Web Scraping With SeleniumBase

Simplify web scraping with SeleniumBase using its advanced features and step-by-step guide. Interested in Selenium web scraping? Check out this guide.

What Is SeleniumBase?

SeleniumBase is a Python framework for browser automation, built on top of Selenium/WebDriver APIs. It supports tasks from testing to scraping and includes features like CAPTCHA bypassing and bot-detection avoidance.
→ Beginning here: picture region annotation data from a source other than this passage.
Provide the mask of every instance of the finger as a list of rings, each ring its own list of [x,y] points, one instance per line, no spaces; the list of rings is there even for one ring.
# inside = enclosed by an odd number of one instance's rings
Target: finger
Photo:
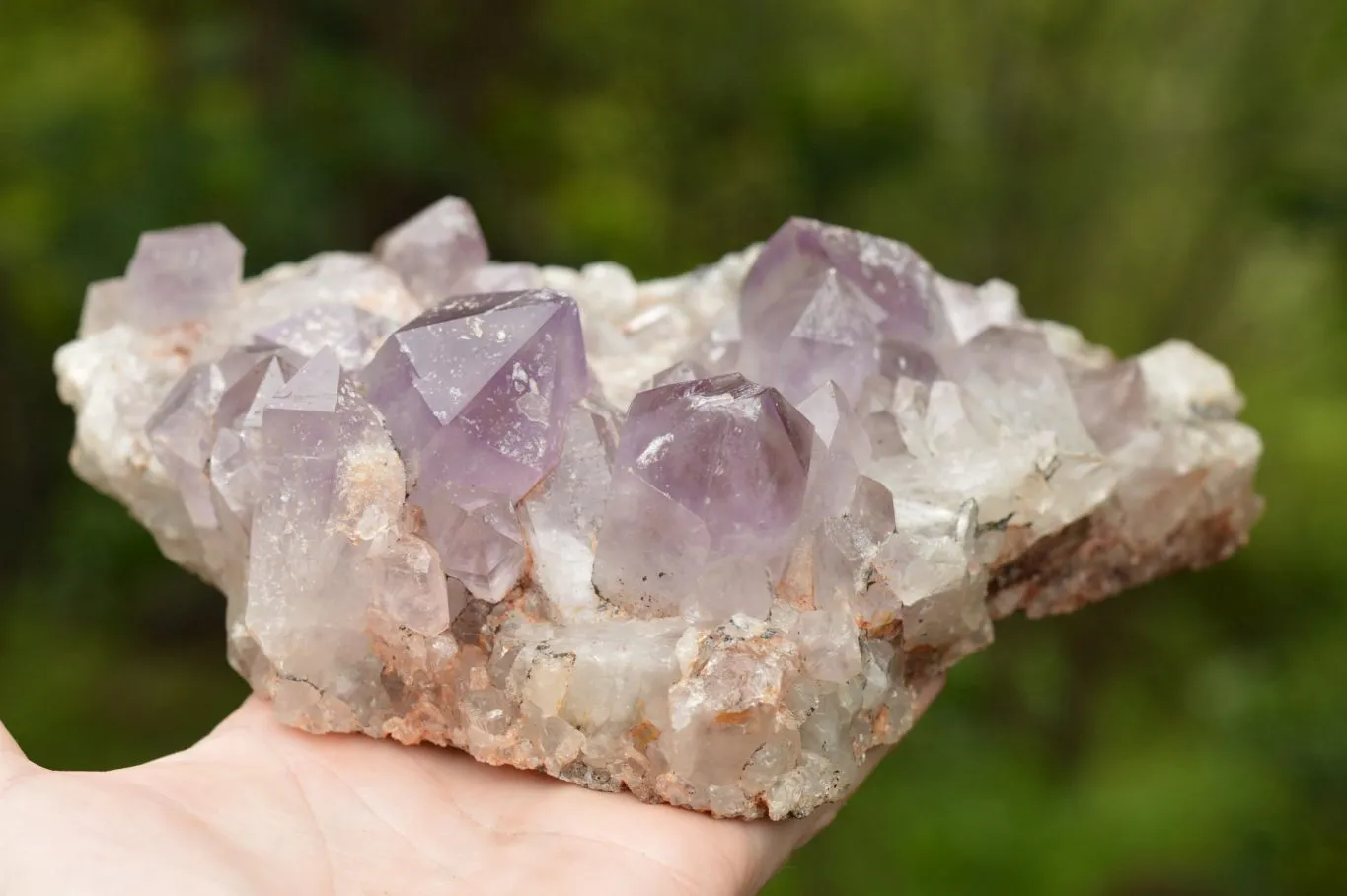
[[[206,737],[225,734],[238,729],[255,729],[257,726],[275,725],[271,703],[256,694],[249,694],[248,699],[238,705],[233,713],[226,715],[220,725]]]
[[[0,784],[28,768],[28,757],[19,749],[19,742],[9,736],[4,722],[0,722]]]

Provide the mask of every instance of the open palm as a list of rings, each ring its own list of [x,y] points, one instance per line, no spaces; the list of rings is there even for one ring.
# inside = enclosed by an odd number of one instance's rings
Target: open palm
[[[752,893],[830,818],[717,821],[440,748],[290,730],[48,772],[0,728],[0,893]]]

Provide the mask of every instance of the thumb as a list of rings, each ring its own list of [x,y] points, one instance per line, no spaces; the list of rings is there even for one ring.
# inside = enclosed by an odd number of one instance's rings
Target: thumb
[[[32,767],[19,744],[9,736],[4,722],[0,722],[0,788],[12,777]]]

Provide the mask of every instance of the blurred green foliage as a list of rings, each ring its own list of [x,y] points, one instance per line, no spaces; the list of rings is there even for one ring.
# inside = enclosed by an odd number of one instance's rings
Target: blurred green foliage
[[[494,253],[667,275],[811,214],[1230,362],[1266,438],[1247,552],[1012,620],[769,888],[1342,892],[1347,4],[0,4],[0,717],[44,764],[201,736],[221,606],[65,463],[53,350],[140,230],[251,272],[443,195]]]

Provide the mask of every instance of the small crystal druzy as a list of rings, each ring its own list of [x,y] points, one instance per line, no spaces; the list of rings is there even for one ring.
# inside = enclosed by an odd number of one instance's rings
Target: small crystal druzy
[[[911,247],[792,218],[672,280],[489,260],[443,199],[242,280],[147,233],[57,357],[75,469],[228,600],[310,732],[803,815],[1016,610],[1242,544],[1257,434]]]

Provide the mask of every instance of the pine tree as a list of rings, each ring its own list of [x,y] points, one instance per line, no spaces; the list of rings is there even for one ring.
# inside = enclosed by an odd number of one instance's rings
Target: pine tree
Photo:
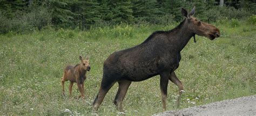
[[[99,4],[96,1],[79,1],[73,2],[71,5],[72,11],[76,14],[76,24],[84,30],[89,29],[99,19]]]
[[[70,11],[69,2],[49,1],[48,7],[52,12],[52,23],[61,27],[72,25],[73,16],[76,14]]]

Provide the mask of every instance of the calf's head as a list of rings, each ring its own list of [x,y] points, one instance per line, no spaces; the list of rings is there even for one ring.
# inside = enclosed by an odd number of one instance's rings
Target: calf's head
[[[196,7],[194,6],[188,13],[186,9],[181,9],[182,15],[186,18],[188,30],[194,34],[207,37],[211,40],[220,37],[220,31],[216,26],[198,21],[192,17],[195,13],[195,10]]]
[[[80,60],[81,60],[81,67],[84,70],[87,71],[90,71],[91,70],[91,66],[90,65],[89,63],[89,59],[88,57],[86,57],[85,59],[84,59],[81,56],[79,56]]]

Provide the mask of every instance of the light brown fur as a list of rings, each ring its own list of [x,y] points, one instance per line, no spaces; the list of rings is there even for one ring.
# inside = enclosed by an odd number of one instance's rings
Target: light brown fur
[[[69,95],[72,96],[72,87],[74,83],[77,83],[78,90],[80,92],[79,98],[82,97],[84,99],[84,82],[86,78],[86,72],[90,71],[90,65],[88,58],[84,59],[82,56],[79,56],[81,63],[75,65],[68,65],[64,69],[63,77],[61,78],[62,86],[62,95],[65,95],[64,83],[65,81],[69,80]]]

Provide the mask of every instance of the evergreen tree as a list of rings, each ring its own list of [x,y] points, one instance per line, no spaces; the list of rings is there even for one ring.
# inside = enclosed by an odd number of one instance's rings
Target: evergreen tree
[[[72,25],[73,16],[76,14],[70,11],[68,2],[49,1],[48,6],[52,12],[52,24],[61,27]]]
[[[75,21],[76,24],[84,30],[85,28],[89,29],[99,19],[99,4],[96,1],[79,1],[72,3],[71,9],[76,14]]]

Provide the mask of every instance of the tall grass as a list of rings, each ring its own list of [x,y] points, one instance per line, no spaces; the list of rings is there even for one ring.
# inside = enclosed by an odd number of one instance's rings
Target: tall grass
[[[185,87],[180,108],[256,93],[255,26],[234,21],[215,23],[221,37],[211,41],[197,36],[197,42],[190,41],[181,51],[176,71]],[[1,35],[0,114],[91,114],[104,60],[114,51],[141,43],[154,31],[177,25],[124,25],[87,31],[50,28],[30,34]],[[76,86],[71,99],[68,93],[61,97],[63,68],[79,63],[79,55],[89,56],[92,67],[85,82],[84,101],[77,99]],[[106,94],[100,115],[118,114],[112,104],[117,87],[115,84]],[[177,93],[178,87],[170,81],[167,110],[177,108]],[[160,112],[160,98],[159,76],[132,83],[123,103],[125,113]],[[66,109],[71,112],[64,112]]]

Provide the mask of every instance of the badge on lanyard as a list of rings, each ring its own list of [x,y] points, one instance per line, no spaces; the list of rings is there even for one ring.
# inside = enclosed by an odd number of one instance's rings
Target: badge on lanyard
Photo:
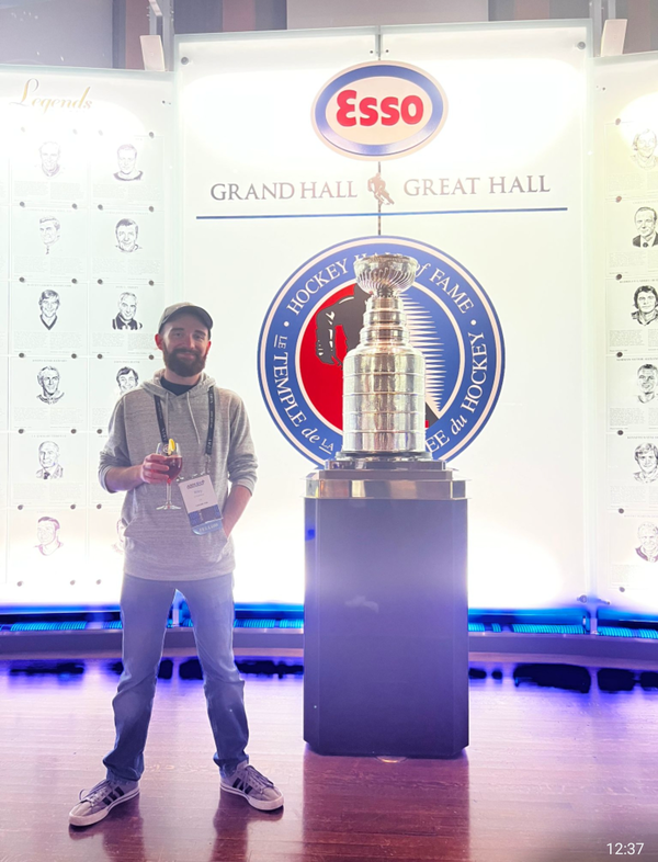
[[[193,533],[201,536],[220,529],[222,512],[207,473],[204,476],[179,481],[179,489],[188,510]]]

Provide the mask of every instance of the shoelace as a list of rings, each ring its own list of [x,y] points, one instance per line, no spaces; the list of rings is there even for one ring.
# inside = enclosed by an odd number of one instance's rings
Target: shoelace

SeleniumBase vs Selenium: Feature and API Comparison

Feature	SeleniumBase	Selenium
Built-in test runners	Integrates with pytest, pynose, and behave	Requires manual setup for test integration
Driver management	Auto-downloads matching browser driver	Manual download and configuration
Web automation logic	Combines steps into single method call	Requires multiple lines of code
Selector handling	Auto-detects CSS or XPath selectors	Requires explicit selector types
Timeout handling	Default timeouts to prevent failures	Immediate failures without explicit timeouts
Error outputs	Clean, readable error messages	Verbose, less interpretable error logs
Dashboards and reports	Built-in dashboards, reports, and screenshots	No built-in dashboards or reporting
Desktop GUI applications	Visual tools for test running	Lacks desktop GUI tools
Test recorder	Built-in test recorder	Requires manual script writing
Test case management	Provides CasePlans	No built-in test case management
Data app support	Includes ChartMaker for data apps	No additional tools for data apps

Using SeleniumBase for Web Scraping: Step-By-Step Guide

Step #1: Project Initialization

mkdir seleniumbase-scraper
cd seleniumbase-scraper
python -m venv env

Activate the virtual environment:

On Linux/macOS: ./env/bin/activate
On Windows: env/Scripts/activate

Install SeleniumBase:

pip install seleniumbase

Step #2: SeleniumBase Test Setup

from seleniumbase import SB

with SB() as sb:
    pass

Run the script:

python3 scraper.py --headless

Step #3: Connect to the Target Page

sb.open("https://quotes.toscrape.com/")

Step #4: Select the Quote Elements

quote_elements = sb.find_elements(".quote")

Step #5: Scrape Quote Data

from selenium.webdriver.common.by import By

for quote_element in quote_elements:
    text_element = quote_element.find_element(By.CSS_SELECTOR, ".text")
    text = text_element.text.replace("“", "").replace("”", "")
    author_element = quote_element.find_element(By.CSS_SELECTOR, ".author")
    author = author_element.text
    tags = [tag.text for tag in quote_element.find_elements(By.CSS_SELECTOR, ".tag")]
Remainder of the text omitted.